How do the Germans regulate ICOs?
In Germany, just as in other EU nations, there are no particular laws regarding ICOs. However, the European Securities and Markets Authority (ESMA) stated that blockchain technology should not exempt users from regulations. Instead, ICOs are covered under broad definitions based on their function.
According to German civil law, there are 3 categories under which the law applies. These are rights, things and objects/assets. Cryptocurrencies cannot just be data stored on a computer. When you own a cryptocurrency, you receive a private key that corresponds to a public key. That makes cryptocurrencies more of objects/assets rather than anything else, a unit of account or financial instrument.
Therefore, the German Federal Financial Supervisory Authority (BaFIN) is the one to regulate ICOs. BaFIN then compares units of account to IMF’s special drawing rights, which are not actual currencies but represent the claim to a currency. As they don’t have a document of evidence, they can’t be governed by securities laws.

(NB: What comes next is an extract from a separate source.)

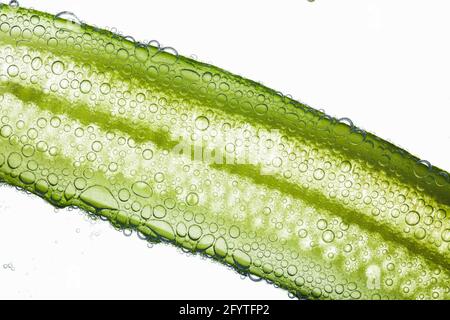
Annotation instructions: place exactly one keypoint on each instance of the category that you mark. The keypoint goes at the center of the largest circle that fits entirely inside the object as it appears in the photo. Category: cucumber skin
(371, 234)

However, the laws that regulate ICOs will depend on the type of the coins, and there are two forms. The first are bare-bone coins that are simply coins in their own value without any rights attached to them. In this case, tax laws are very important. The second kind have some rights attached to them.
ICOs will usually offer the second type of coin, like tokens of a company. In this case, the Investment Act, Payment Services Supervision Act and the Banking Act become more important. Consumer Protection laws will also apply by default because a person has to pay for them. That is also why you are advised to have documentation available just for liability purposes, and the document should show the risks involved.
Furthermore, BaFIN recognizes that cryptocurrencies do not have an issuer. Typical currencies have central banks as their issuer, but cryptocurrencies are peer-to-peer assets. As a result, trading of cryptocurrencies is more of an investment service, and it should only be done by an authorized operator. To this effect, a domestic license is required by a company offering ICOs.
How other countries regulate ICOs
The most significant law to regulate ICOs came recently through a ruling by the SEC. The SEC’s ruling in July found that the virtual coins offered through ICOs are actually securities. Other countries have also classified tokens issued through ICOs as securities, but there is still no particular law to regulate ICOs.